Chyba zmienię w najbliższym czasie swoją dietę....
już nawet nie chodzi o odchudzanie... (bo wreszcie pogodziłam się z myślą,
że nie wszyscy mogą być szczupli i piękni), ale ostatnio dużo jadłam w biegu,
a rano byłam tak zmęczona, że wolałam przespać 10 minut,
które zwykle przeznaczałam na śniadanie. Potem wracałam do domu
i zajadałam smutki. Dosłownie wszystkim.
Cóż... z tym koniec. Wracam do swoich zbożowych jogurtów,
marchewkowych soczków i wcześniejszego wstawania.
Przydałoby się włączyć jeszcze jakąś sportową aktywność,
ale będę podążała metodą małych kroczków
-póki co starcza mi maraton autobusowy.
Weekend iście piękny, bo z przyjaciółmi.
-swoją drogą coś niesamowitego mieć takich z autami,
kiedy mieszka się na drugim końcu miasta.

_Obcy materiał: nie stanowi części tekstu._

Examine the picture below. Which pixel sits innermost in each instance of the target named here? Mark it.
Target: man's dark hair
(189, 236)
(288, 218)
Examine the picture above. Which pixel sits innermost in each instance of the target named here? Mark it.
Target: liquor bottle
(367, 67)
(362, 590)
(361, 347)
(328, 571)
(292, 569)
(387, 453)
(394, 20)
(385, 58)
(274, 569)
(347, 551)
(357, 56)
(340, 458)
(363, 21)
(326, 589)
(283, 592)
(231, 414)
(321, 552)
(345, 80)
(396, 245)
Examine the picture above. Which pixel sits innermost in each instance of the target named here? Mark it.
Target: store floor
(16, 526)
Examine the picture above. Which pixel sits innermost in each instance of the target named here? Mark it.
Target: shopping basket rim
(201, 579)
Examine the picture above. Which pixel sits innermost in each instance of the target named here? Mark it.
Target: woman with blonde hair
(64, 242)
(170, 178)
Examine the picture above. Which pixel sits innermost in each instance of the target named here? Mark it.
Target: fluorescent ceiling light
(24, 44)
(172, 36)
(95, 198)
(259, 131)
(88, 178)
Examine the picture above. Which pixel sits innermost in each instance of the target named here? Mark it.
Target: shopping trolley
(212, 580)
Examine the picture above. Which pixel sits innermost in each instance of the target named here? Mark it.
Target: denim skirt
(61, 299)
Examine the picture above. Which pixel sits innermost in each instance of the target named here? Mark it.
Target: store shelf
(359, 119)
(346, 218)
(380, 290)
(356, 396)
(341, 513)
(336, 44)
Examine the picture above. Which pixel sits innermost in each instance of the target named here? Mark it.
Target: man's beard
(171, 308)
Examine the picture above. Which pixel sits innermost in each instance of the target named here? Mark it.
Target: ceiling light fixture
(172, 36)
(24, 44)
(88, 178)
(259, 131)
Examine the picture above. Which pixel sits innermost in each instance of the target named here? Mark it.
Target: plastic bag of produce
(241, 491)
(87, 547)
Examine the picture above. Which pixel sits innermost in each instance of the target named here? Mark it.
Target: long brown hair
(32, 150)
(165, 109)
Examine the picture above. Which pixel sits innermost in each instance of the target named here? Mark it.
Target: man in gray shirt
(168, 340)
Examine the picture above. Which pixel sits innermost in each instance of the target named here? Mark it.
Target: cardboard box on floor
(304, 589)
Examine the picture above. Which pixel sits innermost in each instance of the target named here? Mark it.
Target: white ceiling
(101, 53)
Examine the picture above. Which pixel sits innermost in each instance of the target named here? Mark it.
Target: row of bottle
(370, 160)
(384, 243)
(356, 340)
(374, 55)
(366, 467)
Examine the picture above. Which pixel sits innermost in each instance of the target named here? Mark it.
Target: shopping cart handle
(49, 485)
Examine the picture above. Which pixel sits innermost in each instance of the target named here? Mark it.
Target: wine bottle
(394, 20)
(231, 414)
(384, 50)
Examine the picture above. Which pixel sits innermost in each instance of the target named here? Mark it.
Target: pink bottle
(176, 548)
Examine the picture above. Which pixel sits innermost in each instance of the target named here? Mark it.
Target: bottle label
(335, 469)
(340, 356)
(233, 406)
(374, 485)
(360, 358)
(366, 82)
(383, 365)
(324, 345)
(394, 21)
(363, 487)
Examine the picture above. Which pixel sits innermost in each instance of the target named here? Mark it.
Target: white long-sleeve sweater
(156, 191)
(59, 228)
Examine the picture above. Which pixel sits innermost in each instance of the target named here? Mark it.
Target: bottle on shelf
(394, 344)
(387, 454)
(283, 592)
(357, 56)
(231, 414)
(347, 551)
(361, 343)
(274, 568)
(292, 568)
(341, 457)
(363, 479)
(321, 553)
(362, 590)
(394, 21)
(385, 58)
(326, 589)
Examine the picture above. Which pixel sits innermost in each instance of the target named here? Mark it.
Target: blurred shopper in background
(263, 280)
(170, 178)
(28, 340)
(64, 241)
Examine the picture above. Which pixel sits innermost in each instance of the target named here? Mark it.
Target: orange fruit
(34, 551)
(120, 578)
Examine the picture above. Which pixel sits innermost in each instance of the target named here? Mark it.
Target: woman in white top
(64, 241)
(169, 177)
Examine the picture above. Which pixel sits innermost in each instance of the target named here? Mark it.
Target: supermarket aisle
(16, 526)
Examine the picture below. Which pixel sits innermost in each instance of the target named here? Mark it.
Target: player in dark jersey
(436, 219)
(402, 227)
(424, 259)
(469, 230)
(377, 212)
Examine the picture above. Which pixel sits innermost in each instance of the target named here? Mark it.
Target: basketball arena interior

+Lana odwaliła kawał dobrej roboty z teledyskiem.
którym się zaczarowałam. Skubana dobre ma te wstępy:
p.s. ostatnio nie czuję się na siłach w pisaniu.
Być może zrobię sobie dłuższą przerwę od febla.

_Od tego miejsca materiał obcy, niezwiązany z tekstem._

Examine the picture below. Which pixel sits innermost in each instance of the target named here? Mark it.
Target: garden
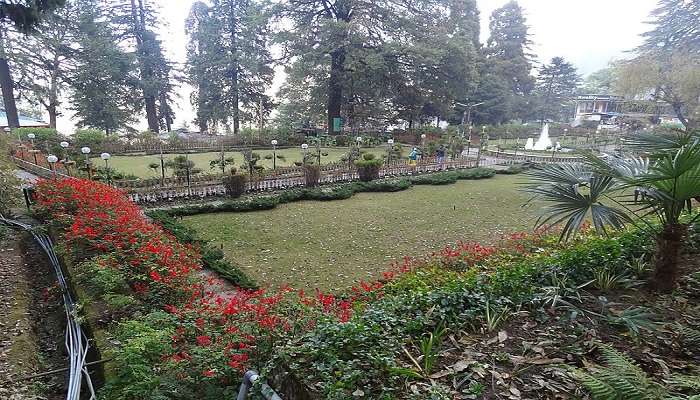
(444, 291)
(291, 243)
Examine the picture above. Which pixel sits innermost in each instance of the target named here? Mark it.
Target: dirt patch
(32, 321)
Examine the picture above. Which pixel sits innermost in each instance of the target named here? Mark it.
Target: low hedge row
(212, 258)
(362, 353)
(339, 192)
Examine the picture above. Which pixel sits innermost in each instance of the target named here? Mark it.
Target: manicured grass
(138, 164)
(332, 245)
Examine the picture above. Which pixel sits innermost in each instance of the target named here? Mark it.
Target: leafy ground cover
(520, 319)
(331, 245)
(137, 165)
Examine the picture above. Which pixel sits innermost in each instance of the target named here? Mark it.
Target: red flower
(203, 340)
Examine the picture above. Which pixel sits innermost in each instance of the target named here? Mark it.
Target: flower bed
(179, 334)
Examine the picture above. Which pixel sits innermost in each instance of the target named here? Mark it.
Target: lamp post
(66, 162)
(106, 157)
(482, 139)
(304, 148)
(274, 153)
(390, 142)
(52, 159)
(86, 150)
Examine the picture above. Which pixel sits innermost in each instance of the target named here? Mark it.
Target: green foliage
(229, 72)
(368, 167)
(182, 166)
(235, 184)
(362, 352)
(339, 192)
(143, 343)
(556, 85)
(446, 178)
(619, 377)
(93, 138)
(27, 14)
(634, 320)
(211, 258)
(430, 348)
(43, 135)
(9, 184)
(103, 92)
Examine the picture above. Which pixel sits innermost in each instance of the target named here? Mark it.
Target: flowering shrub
(195, 337)
(98, 218)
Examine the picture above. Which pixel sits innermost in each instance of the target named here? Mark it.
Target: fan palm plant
(604, 189)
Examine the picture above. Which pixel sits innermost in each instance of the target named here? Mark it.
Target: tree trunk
(335, 87)
(53, 115)
(138, 19)
(668, 250)
(8, 95)
(235, 96)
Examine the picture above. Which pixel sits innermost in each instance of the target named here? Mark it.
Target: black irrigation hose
(76, 341)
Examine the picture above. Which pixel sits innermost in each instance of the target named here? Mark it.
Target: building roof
(24, 121)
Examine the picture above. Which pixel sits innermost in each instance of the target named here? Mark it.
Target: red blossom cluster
(218, 333)
(465, 253)
(98, 218)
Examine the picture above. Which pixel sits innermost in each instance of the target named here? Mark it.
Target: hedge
(212, 258)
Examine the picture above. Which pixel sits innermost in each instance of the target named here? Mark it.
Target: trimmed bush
(235, 185)
(212, 258)
(368, 167)
(328, 193)
(312, 175)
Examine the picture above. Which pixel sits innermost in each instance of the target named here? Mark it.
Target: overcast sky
(588, 33)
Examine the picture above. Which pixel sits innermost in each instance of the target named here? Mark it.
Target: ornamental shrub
(312, 175)
(234, 185)
(368, 167)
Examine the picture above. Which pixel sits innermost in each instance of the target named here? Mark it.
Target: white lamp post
(52, 159)
(106, 157)
(304, 148)
(86, 150)
(390, 142)
(274, 153)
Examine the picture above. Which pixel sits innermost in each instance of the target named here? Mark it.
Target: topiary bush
(368, 167)
(235, 185)
(312, 175)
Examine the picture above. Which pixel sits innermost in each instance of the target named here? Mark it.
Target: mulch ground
(31, 321)
(522, 358)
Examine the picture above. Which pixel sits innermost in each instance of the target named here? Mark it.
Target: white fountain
(530, 144)
(544, 142)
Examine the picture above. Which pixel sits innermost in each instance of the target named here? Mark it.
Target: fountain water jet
(544, 142)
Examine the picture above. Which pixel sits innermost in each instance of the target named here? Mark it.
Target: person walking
(413, 157)
(440, 156)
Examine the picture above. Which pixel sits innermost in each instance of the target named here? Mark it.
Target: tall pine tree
(556, 86)
(135, 22)
(229, 63)
(508, 61)
(103, 84)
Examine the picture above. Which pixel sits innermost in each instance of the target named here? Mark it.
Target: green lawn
(331, 245)
(138, 164)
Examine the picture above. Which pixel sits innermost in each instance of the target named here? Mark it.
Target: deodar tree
(103, 85)
(229, 63)
(667, 64)
(24, 15)
(367, 63)
(135, 21)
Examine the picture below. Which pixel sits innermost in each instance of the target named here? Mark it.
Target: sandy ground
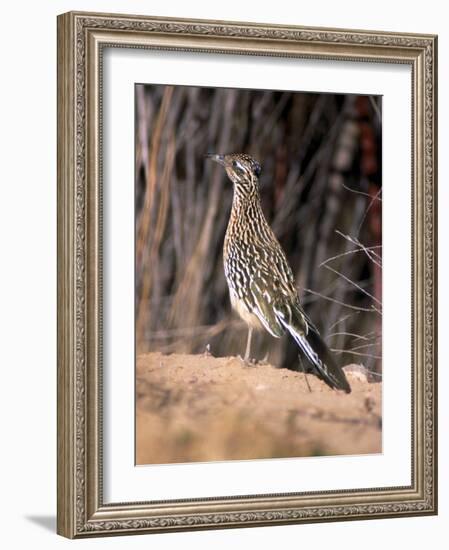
(202, 408)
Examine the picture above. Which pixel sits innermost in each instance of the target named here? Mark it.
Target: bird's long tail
(320, 357)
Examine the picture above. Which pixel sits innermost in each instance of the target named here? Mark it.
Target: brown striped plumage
(261, 284)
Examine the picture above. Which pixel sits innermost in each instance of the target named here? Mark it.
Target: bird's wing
(271, 282)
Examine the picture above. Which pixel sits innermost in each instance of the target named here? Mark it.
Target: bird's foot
(247, 361)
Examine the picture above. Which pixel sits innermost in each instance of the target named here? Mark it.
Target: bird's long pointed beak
(215, 158)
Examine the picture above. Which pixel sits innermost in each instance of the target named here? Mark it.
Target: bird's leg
(248, 345)
(305, 373)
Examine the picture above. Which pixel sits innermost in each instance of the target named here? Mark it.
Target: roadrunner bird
(261, 284)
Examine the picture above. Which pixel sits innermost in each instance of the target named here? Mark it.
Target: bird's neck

No chyba, że będzie o czym pisać.
Ale póki co cieszę się swoją nudną rutyną.
Zawsze to lepiej niż gorzej.
Uśmiech jest, humor jest, tylko słoneczka jakoś brak
i aż człowiek myśli o świętach.
Z tego wszystkiego ugotowałam sobie po mistrzowsku barszczyk instant.
Wasze zdrowie.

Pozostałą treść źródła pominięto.